Subagent A runs tests and writes results to a shared file. Subagent B reads the results file and synthesizes findings. They do not both run tests. They do not duplicate compute. One produces, one consumes. The resource cost is linear, not multiplicative.

The Compound Effect

One OOM event does not kill only the task that caused it. macOS memory pressure kills processes in priority order — and your Docker containers, your background services, your launchd-managed daemons, and your cron jobs are all candidates.

The blast radius of a runaway agent extends far beyond the agent itself.

When memory pressure hits critical on a development machine running a typical stack: the OS terminates the highest memory consumers first. That may be a Docker container running your local database. Or the Agent Gateway session managing your other automations. Or the monitoring daemon watching your trading infrastructure. Or all three.

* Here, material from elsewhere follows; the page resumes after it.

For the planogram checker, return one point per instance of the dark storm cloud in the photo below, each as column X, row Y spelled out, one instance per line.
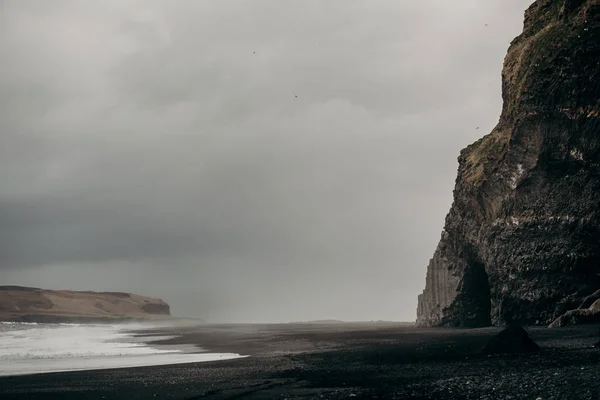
column 244, row 160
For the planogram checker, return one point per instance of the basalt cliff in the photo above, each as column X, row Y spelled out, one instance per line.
column 38, row 305
column 521, row 243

You recover the agent session. The agent is gone. But so is the PostgreSQL container that was mid-transaction. And the Watchdog Service that was supposed to restart failed services. And two cron jobs that were in the middle of their scheduled runs.

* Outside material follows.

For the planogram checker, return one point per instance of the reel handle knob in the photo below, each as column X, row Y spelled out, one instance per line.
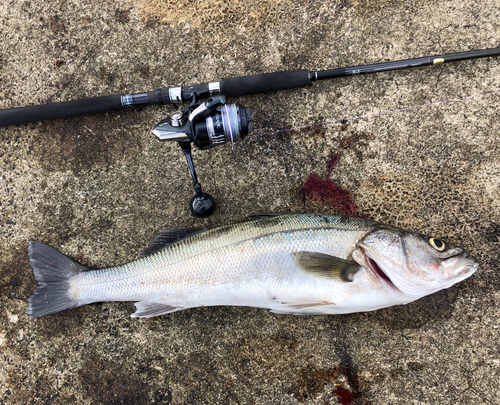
column 202, row 205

The compounding does not stop at process termination. Killed Docker containers leave data in inconsistent states. Services that die mid-write leave corrupt lock files. Cron jobs that are killed mid-run may have partially executed — sent half a notification, written half a file, made half an API call. Cleaning up after a memory exhaustion event takes longer than the original task would have taken if it had been scoped correctly.

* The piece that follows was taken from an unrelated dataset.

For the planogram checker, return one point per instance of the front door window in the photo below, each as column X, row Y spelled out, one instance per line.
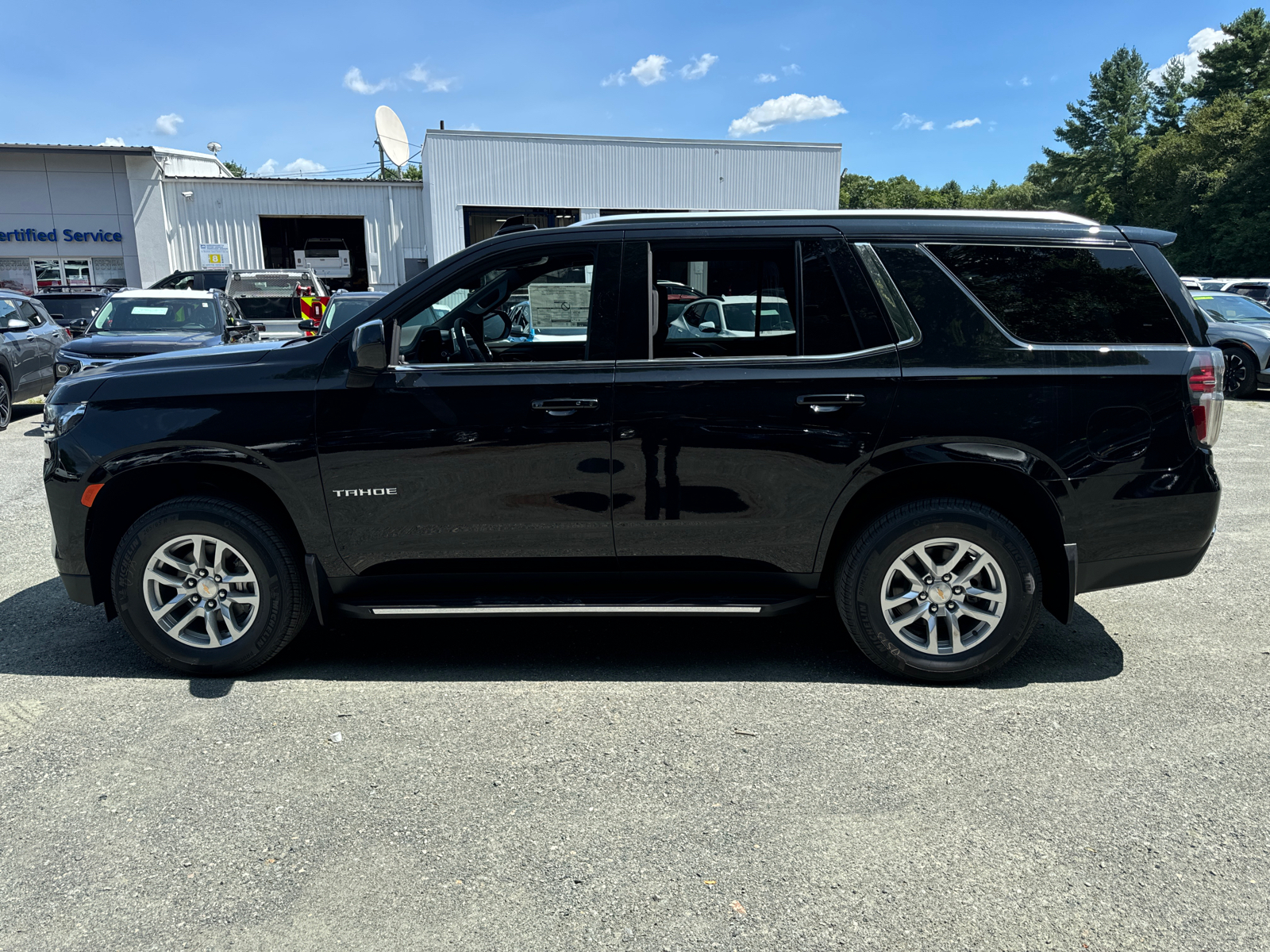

The economics are simple. Five minutes of disciplined scoping — targeted tests, CI log reads, memory pre-flight checks — prevents 35 minutes of recovery, re-establishing context, cleaning up partial state, and restarting killed services.

Agents that don't know their memory ceiling will eventually find it. Build the ceiling into the architecture before they do.

Lesson Drill

Audit one running agent in your current system against the five memory-management rules:

Identify the heaviest compute task that agent performs. Is it scoped (targeted files/tests) or unbounded (full suite)?
Check whether any background tasks it spawns have an explicit timeout and a foreground fallback path.
Review the agent's system prompt: does it include an explicit resource constraint instruction? If not, add one.
Run sysctl kern.memorystatus_vm_pressure_level on the host machine before and after a typical agent run. Does the level stay at 1 (normal) throughout?
Verify that the agent reads CI logs rather than re-running coverage locally. If it recomputes, that is your highest-priority fix.

Document the gaps. Each gap is a session-killing failure waiting for the right conditions.

Bottom Line

Subagents do not know their resource ceiling. They will attempt any operation they are prompted to attempt, at any scale, without regard for available memory. The retry loop that emerges from a timed-out background task compounds exponentially — each retry adds processes without cleaning up the previous ones.

The five rules — targeted tests, CI log reads, one full suite at a time, pre-flight memory check, foreground recovery on silent failure — are the architectural constraints that prevent the failure. Encode them into every system prompt that dispatches subagents to compute-heavy work. They are not suggestions. They are the difference between a working session and a dead terminal with an empty output file.